Reinforced Attention Learning

Paper · arXiv 2602.04884
LLM ArchitectureNovel LLM ArchitecturesInference-Time Scaling

Post-training with Reinforcement Learning (RL) has substantially improved reasoning in Large Language Models (LLMs) via test-time scaling. However, extending this paradigm to Multimodal LLMs (MLLMs) through verbose rationales yields limited gains for perception and can even degrade performance. We propose Reinforced Attention Learning (RAL), a policy-gradient framework that directly optimizes internal attention distributions rather than output token sequences. By shifting optimization from what to generate to where to attend, RAL promotes effective information allocation and improved grounding in complex multimodal inputs. Our results position attention policies as a principled and general alternative for multimodal post-training.

We attribute this limitation to the insufficiency of next-token prediction as the fundamental policy objective in MLLM post-training. In typical MLLM architectures, visual inputs are encoded as tokens and projected into the textual embedding space to serve as context for generation. Accurately answering fine-grained questions requires the model to precisely identify and attend to task-relevant visual information. This process is governed by the Transformer's attention mechanism, which must learn to assign high weights to salient multimodal tokens. Standard RLHF, however, optimizes for the result (the token) rather than the process (the internal information allocation).

Inspired by this observation, we reformulate the post-training policy for MLLMs to operate directly on the attention distribution during generation. Unlike traditional methods, RAL treats the attention pattern itself as the policy: when a response receives a high reward, the algorithm encourages the underlying attention distribution by minimizing the divergence between the current and reference policies. Conversely, for low-reward responses, the model is penalized by increasing the divergence from those sub-optimal patterns. By shifting the optimization target from token likelihood to attention-based allocation, RAL fine-tunes MLLMs more directly for multimodal alignment.

The efficacy of optimizing attention distributions naturally extends to On-Policy Distillation. While traditional distillation focuses on token-level probability alignment, we propose a dual-distillation approach that transfers knowledge via both token and attention distribution alignment. Our experiments indicate that the inclusion of attention distillation provides significant additional performance gains. More recent work has explored on-policy distillation, in which the student generates responses under its own policy and receives supervision from teacher evaluations along these trajectories. Compared to offline knowledge distillation on static datasets, on-policy distillation mitigates exposure bias and better aligns the student's generation distribution with deployment-time behavior.

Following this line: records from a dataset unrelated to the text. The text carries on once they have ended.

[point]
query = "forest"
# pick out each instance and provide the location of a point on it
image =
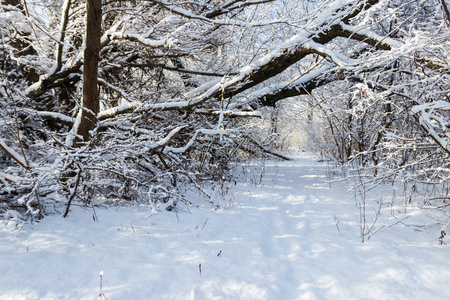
(131, 101)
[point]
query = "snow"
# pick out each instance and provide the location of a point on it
(294, 236)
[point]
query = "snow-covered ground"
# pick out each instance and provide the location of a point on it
(292, 237)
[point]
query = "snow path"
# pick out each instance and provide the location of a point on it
(278, 240)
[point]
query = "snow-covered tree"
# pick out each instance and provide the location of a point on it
(179, 82)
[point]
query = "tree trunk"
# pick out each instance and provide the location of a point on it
(90, 103)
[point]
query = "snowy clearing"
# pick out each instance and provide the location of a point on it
(294, 236)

We introduced Reinforced Attention Learning, a MLLM post-training paradigm that shifts optimization from text token distribution to internal attention distributions. By treating attention as a policy, RAL directly reinforces visual grounding and perceptual focus, addressing a fundamental limitation of outcome-based RL methods that neglect the underlying cross-modal reasoning process. These results validate our hypothesis that supervising internal information allocation yields a more reliable and generalizable training signal than next-token gradients alone. Ultimately, this work establishes attention distributions as a first-class optimization target for multimodal alignment — offering a principled, process-aware alternative to standard RLHF.